I was busy in the garden this morning--busy ignoring guidelines for planting potatoes for a Fall/Winter Gardens in North Texas. First of all, sweet potatoes/yams are to be planted once a year in May only. They are harvested about two weeks before Thanksgiving. However, all other potatoes can be planted twice a year: once in the early spring (Late February/early March) and once again in early to mid-August for a late fall harvest--110 days prior to the first frost which usually happens around November 24. These potatoes, unlike sweet potatoes mature in 60 to 90 days.
Thus, today, almost two weeks past the recommended deadline I planted 1.5 pounds of Baby Red potatoes and 1.5 pounds of Baby Dutch Yellow potatoes. Both of these potatoes are small and rather pricey in the grocery store and they are delicious boiled, cooked with a pot roast, or roasted in the oven or on the grill.
Ignoring the dates on the planting calendar was not the only rule I broke. The potatoes I planted came from the grocery store. A week ago I had ordered seed potatoes from a nursery on the Internet. They arrived yesterday and were all mushy with black mold. So, we will see if these potatoes I bought at the grocery store will even germinate into plants. Since these are small, I planted the whole potato as opposed to cutting it into several pieces.
Here is the process:
1. Dig up the soil to about 8 inches deep.
2. Level -ff soil with a hoe or rake.
3. Water thoroughly
4. Insert one potato at a time into the soil. Push it into the wet soil so only the tip is showing. Only the top with a few eyes exposed should show.
5. Cover potatoes with about ½ inch of soil.
6. Spread 6 inches of hay over the bed and water thoroughly. Keep the hay and soil moist for the next 12 to 16 days.
[Potato sprouts should appear within 12 to 16 days.]
When sprouts are about five to six inches tall, add a mixture of two parts hay to one part soil to the top of the existing straw layer. This new layer should be up the leaves on the stem. As the potato grows potatoes will grow from the stem in this layer of soil and hay. Repeat the process again when the stalk has grown another 5 or six inches. Potato stalks can reach up to 40 inches. The dotted box in the illustration below shows how each six inches of staw/soil layer creates a growing area for new potatoes to sprout off the stem.

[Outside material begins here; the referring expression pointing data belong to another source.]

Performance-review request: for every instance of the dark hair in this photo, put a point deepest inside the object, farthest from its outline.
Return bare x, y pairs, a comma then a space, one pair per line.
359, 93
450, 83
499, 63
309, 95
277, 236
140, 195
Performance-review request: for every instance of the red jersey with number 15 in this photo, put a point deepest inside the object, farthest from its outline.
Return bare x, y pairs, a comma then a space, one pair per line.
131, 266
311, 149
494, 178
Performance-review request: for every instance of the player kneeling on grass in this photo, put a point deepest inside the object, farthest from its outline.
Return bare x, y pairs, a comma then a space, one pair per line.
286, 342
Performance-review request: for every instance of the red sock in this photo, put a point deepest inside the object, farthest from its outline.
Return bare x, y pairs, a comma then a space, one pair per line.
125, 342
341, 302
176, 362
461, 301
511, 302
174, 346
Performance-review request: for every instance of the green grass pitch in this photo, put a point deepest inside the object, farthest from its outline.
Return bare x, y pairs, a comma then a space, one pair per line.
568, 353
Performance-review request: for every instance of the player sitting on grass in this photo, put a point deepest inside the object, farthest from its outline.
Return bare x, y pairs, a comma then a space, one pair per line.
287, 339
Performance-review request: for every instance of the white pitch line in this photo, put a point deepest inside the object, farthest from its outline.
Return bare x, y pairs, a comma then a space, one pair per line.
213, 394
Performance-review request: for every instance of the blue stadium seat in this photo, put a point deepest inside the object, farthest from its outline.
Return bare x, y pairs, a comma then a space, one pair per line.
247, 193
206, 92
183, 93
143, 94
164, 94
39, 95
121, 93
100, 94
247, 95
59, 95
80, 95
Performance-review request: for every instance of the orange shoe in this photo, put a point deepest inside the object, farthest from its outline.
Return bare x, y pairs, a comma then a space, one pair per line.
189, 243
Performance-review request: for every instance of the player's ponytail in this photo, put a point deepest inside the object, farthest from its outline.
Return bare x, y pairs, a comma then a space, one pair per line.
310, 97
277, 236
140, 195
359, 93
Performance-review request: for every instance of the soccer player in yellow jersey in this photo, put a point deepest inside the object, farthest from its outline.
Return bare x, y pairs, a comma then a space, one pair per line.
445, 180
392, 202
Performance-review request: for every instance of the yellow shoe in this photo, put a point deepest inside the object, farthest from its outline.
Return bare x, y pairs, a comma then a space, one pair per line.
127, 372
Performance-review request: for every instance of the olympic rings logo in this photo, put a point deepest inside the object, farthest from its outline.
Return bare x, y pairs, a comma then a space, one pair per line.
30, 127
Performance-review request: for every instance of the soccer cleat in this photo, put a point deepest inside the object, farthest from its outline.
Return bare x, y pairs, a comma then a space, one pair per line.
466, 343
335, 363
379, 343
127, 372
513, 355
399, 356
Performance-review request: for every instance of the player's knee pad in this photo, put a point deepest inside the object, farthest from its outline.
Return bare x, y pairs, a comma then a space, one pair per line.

By the time I add the third layer of hay and soil, I may build a wire enclosure around it, or I may continue to add layers Ruth Stout style with a somewhat unconstructed mulch pile.
This method gives a high yield in a small space--ideal for growing potatoes in an urban garden since growing potatoes can take up a lot of space. There are many ways, some of them quite elaborate, for constructing towers for growing potatoes vertically.